Color(s): Red, pink, peach, emerald green, blue, brown, violet, black
Hardness (Moh's): 7.5
From rosy pinks to vibrant greens and blues, tourmalines can be found in a range of dazzling rainbow hues. Some even occur in a unique combination of pink in the middle and green around the outside, known as watermelon tourmalines. Tourmaline gets its name from the Sinhalese word “toramalli”, meaning “mixed gems”.
This October birthstone is one of the most popular jewelry-grade gemstones available in the market today. Rare varieties can exhibit pleochroism and cat’s eye inclusions, which make them highly valued by collectors around the world.

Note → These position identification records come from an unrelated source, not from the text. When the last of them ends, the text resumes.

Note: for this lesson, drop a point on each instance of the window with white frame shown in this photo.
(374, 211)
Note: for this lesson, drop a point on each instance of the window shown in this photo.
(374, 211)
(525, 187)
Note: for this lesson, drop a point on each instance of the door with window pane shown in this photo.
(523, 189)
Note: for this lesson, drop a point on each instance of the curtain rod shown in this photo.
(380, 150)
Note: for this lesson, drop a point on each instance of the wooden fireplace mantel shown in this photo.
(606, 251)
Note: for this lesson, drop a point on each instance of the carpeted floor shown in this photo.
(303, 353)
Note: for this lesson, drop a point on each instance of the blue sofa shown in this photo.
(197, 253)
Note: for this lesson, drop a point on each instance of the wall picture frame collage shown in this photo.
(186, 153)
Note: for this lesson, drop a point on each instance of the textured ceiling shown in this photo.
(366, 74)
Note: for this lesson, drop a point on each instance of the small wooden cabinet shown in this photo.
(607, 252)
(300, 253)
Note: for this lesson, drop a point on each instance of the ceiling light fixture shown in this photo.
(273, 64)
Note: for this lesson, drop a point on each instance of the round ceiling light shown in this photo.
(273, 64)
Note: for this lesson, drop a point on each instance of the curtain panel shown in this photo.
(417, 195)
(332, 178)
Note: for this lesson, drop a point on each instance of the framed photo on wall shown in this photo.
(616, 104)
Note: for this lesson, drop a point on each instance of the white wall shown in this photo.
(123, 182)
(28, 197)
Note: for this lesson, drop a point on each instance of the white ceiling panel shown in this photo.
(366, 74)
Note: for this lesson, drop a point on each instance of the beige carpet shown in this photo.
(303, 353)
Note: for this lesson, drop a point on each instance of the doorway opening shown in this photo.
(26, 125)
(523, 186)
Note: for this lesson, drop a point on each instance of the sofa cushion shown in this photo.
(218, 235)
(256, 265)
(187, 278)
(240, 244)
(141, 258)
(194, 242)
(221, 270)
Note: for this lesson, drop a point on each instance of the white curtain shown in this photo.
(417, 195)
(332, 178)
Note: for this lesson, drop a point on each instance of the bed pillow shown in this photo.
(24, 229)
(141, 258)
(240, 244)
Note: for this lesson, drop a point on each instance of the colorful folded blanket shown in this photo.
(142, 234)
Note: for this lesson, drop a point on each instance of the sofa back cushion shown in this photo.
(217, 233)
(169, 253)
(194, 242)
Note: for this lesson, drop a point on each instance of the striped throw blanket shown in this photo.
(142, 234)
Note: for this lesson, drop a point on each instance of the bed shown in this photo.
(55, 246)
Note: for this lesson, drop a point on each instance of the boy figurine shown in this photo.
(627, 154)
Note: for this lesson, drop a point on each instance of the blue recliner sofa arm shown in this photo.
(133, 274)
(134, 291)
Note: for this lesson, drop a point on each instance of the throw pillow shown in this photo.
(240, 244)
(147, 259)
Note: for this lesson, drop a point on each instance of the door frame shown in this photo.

Brazil is the world’s main source of tourmalines. Others include Kenya, Madagascar, Mozambique, Afghanistan, Sri Lanka, Namibia, Russia, Tanzania, Zambia, the US, and Pakistan.
Did you know?
- The last Chinese Dowager of the Chi’ing Dynasty of China bought enormous quantities of pink tourmaline from the USA. She was laid to rest on a tourmaline pillow after her passing as a symbol of her eternal love for the gem.
- Tourmaline becomes easily electrically charged when rubbed or warmed. Dutch traders often used warmed tourmaline to draw out ashes from their pipes.